[Beowulf] Re: cheap PCs this christmas

Mon Nov 14 10:32:07 PST 2005

David Mathog wrote:
 > Tony Travis <ajt at rri.sari.ac.uk> wrote
 >
 >> That sounds great BUT what about the reliability of COTS memory?
 > <SNIP>
 >> The economics DIY Beowulf seem a lot less attractive if you have to 
use PC's with ECC memory.
 >
 > If you expect the memory to stay error free for any length of time it
 > must be resistant to various memory failures, including those caused by
 > gamma rays and other background radiation. ECC gives you that, regular
 > memory does not.  There is a reason servers use ECC memory!

Hello, David.

Yes, I know why servers use ECC memory(!) but there are quite a lot of 
people (me included) who have built Beowulf clusters out of the sort of 
COTS hardware used in the $160 HP PC "Christmas Special" mentioned at 
the start of this thread - this type of PC is very unlikely use ECC 
memory...

 > That said, most consumer grade PCs are still useful with their not so
 > great memory because they are reset periodically, typically at least
 > once a day, and that clears out the memory errors.  If random errors
 > occur at "Erate" (errors per unit time per machine, all identical
 > machines) you could keep the total number of errors per machine, on
 > average, below MaxE by rebooting the entire cluster at time MaxE/Erate.
 >  However, OpenMosix is going to make a hash of that simple model since,
 > as you described, it replicates memory errors across the nodes.  Other
 > options include running jobs in duplicate and if a discrepancy is found,
 > running a third instance to break the tie.

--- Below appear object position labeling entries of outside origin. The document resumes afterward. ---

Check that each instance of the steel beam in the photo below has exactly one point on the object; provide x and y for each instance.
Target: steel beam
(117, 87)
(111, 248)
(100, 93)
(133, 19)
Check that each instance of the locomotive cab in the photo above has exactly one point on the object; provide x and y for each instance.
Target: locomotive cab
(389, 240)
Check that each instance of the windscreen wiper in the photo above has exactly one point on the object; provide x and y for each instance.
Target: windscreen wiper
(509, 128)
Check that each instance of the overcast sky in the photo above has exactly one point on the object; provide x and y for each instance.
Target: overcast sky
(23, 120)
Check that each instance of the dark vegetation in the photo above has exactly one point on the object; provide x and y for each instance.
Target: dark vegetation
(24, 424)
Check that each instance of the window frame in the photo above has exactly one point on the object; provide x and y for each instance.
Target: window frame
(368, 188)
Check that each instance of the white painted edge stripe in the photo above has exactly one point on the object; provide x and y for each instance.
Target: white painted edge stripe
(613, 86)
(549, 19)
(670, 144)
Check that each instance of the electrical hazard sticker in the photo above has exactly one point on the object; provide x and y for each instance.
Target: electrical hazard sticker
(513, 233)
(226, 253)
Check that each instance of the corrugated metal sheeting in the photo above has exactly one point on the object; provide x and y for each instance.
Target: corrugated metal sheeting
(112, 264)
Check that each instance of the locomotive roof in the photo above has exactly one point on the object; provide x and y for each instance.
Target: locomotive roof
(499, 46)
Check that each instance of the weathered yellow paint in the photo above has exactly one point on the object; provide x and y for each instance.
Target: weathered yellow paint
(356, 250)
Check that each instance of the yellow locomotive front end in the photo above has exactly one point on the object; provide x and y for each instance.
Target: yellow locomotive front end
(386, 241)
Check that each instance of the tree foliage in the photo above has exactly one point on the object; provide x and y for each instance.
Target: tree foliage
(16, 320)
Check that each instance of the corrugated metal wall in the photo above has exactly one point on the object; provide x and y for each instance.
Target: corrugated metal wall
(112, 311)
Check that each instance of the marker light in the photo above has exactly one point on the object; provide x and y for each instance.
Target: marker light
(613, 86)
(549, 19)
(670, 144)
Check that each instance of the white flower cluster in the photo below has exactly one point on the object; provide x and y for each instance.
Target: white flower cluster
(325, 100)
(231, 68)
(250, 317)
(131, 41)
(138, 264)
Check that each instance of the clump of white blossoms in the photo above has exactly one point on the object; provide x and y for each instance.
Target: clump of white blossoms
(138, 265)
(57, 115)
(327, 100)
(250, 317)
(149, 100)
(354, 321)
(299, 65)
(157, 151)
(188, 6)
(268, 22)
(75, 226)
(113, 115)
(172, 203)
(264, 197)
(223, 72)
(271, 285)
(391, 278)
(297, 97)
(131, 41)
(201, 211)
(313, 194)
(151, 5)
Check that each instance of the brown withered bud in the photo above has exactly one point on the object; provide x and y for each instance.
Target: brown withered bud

We are, perhaps, looking at this differently: I'm not really trying to 
do software ECC, I just want to know *if* an error has occurred because 
that is cheaper and simpler to do. In the (good!) old days, we used one 
bit of memory to detect parity errors. Then, at least, you knew you'd 
got to re-run a job even if you couldn't correct the error.

The problem with modern non-ECC COTS memory is that it doesn't even have 
parity checking because that slows memory access down and reduces the 
total memory capacity of a chip. I think there is some prospect of using 
software to detect COTS memory errors. This is of interest to projects 
involved in using large amounts of COTS memory instead of hard disks to 
store data in space. I just wonder if anyone can come up with similar 
ways of detecting COTS memory errors down here on the ground...

I think you are probably right that the simplest solution is to run jobs 
twice to confirm the results, and this is one of the strategies proposed 
for 'massively' parallel computing in 'space' too. However, if memory 
errors corrupt the openMosix kernel then you get into BIG trouble!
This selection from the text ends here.